Все поэты мечтают, чтобы их стихи клали на музыку и пели. Это как орден за заслуги, награда за усердие. Иногда на тусовках так и ходят по пятам, хватают за рукав, шелестя кипой отксеренных стихотворений. Когда отвечаешь, что поешь только свое, слегка бледнеют от ненависти, сразу теряют всякий интерес и, передернув затворы кадыков, устремляются дальше. Некоторые молодые барды, из тех, что только ищут себя или без царя в голове, берут и поют. Поэты тогда сидят в зале, рдея от удовольствия, и ревниво оглядывают публику: слушают ли, восхищаются ли? Понимают ли? Чутко вслушиваются в слова поющего: не переврал ли, не вставил ли, упаси Бог, что-то свое? Ибо авторский текст чрезвычайно важен и каждое слово что-то несет. Привносит. Так складываются творческие тандемы.

Крюгер и Иванов.

— Мы с Сашкой начинали еще в «Пятом колесе», — рассказывает Крюгер, перестав есть, — Алферов, Бородянский, Ленка Дунина. С концертами объездили полстраны. Было попито…
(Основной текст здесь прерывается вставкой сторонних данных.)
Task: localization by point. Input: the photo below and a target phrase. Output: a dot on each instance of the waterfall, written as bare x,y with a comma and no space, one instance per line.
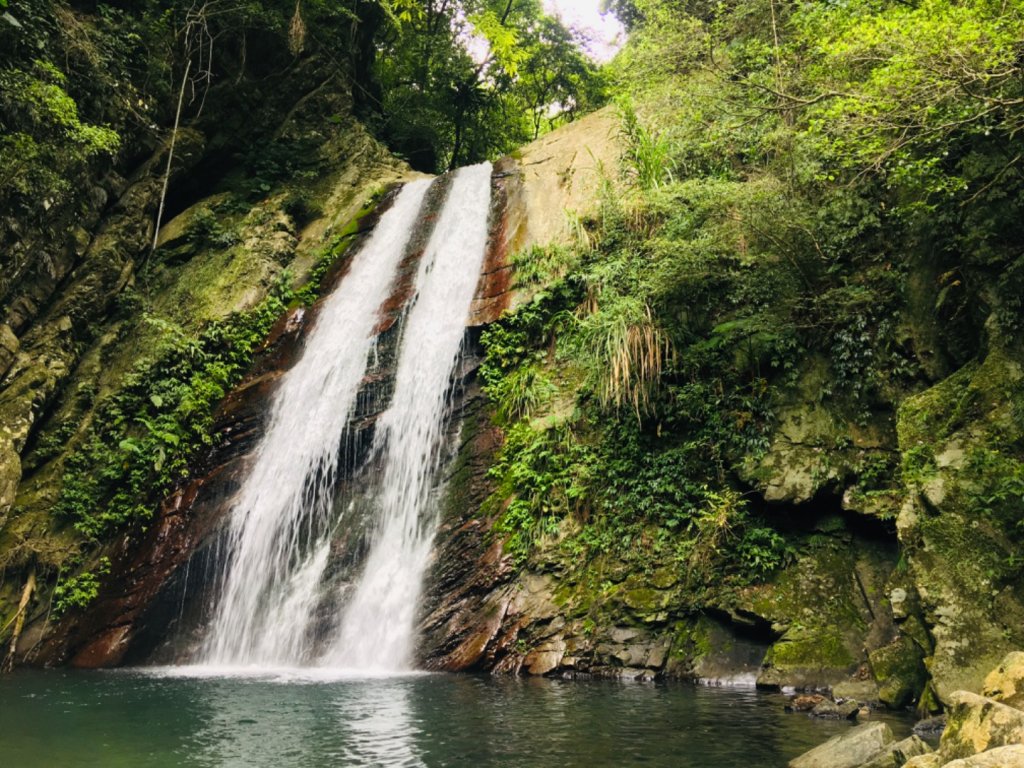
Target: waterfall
376,630
284,523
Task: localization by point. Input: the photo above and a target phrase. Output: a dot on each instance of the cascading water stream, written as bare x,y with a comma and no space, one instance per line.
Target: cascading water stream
279,542
376,631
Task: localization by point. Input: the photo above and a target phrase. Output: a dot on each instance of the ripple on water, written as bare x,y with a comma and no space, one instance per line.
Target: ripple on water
290,717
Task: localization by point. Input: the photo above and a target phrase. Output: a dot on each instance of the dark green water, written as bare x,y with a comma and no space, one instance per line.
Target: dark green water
115,719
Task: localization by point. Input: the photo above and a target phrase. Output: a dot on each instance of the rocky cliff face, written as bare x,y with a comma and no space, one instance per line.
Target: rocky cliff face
266,190
898,593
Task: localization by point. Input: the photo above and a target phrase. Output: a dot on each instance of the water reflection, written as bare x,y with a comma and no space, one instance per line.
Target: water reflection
307,718
378,726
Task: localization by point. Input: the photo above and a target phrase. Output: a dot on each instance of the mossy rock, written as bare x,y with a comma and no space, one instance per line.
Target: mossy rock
900,672
963,442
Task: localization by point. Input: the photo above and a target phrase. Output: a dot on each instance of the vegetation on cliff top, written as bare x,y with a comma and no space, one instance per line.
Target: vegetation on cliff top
805,183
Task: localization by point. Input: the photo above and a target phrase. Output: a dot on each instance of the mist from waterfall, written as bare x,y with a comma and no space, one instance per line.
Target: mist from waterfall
286,522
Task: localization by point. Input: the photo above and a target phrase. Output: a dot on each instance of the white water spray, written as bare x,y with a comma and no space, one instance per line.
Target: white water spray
280,538
376,631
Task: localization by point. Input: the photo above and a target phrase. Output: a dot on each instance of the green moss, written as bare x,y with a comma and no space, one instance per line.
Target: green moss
811,649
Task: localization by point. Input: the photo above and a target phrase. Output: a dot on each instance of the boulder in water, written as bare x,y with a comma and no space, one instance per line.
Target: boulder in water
849,750
1003,757
1006,682
897,755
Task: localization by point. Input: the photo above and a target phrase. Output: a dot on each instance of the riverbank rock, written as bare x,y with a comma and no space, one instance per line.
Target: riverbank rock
833,711
897,755
1004,757
976,724
849,750
1006,682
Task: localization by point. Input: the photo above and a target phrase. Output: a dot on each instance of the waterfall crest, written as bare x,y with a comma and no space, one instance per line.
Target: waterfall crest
285,523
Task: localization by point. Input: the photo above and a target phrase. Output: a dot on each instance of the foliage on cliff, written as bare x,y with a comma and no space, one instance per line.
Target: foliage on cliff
818,216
Представляю себе. Сейчас, правда, большинство этих старых бардов из «Пятого колеса» в рот не берут. Жесточайший синдром абстиненции. Берегут здоровье, чтобы успеть сделать как можно больше. Творить дальше. Возможно, замахнуться на мемуары. «Я и Визбор. Встречи в горах», «Чай у Окуджавы». Задокументировать значительность своей жизни. Впечатать себя в эпоху. Расчленить вялопротекшее время на эпизоды и над каждым возвести железобетонный саркофаг со статуей наверху — святой Юрий Иосифович, святой Булат Шалвович, святой Владимир Семенович… С приступочком для молитв и вешалкой для посохов странников. В назидание и на зависть. А нам с Крюгером, наверное, и написать-то будет не о чем. Не получится из нас с Крюгером авторов брошюр из серии «Прикосновение к прекрасному». Растрепанными на ветру галками прыгаем мы по обездоленному полю жизни, выискивая развеянные крохи, под провисшей парусиной небес с измалеванными серо-черными тучами нашей затянувшейся осени.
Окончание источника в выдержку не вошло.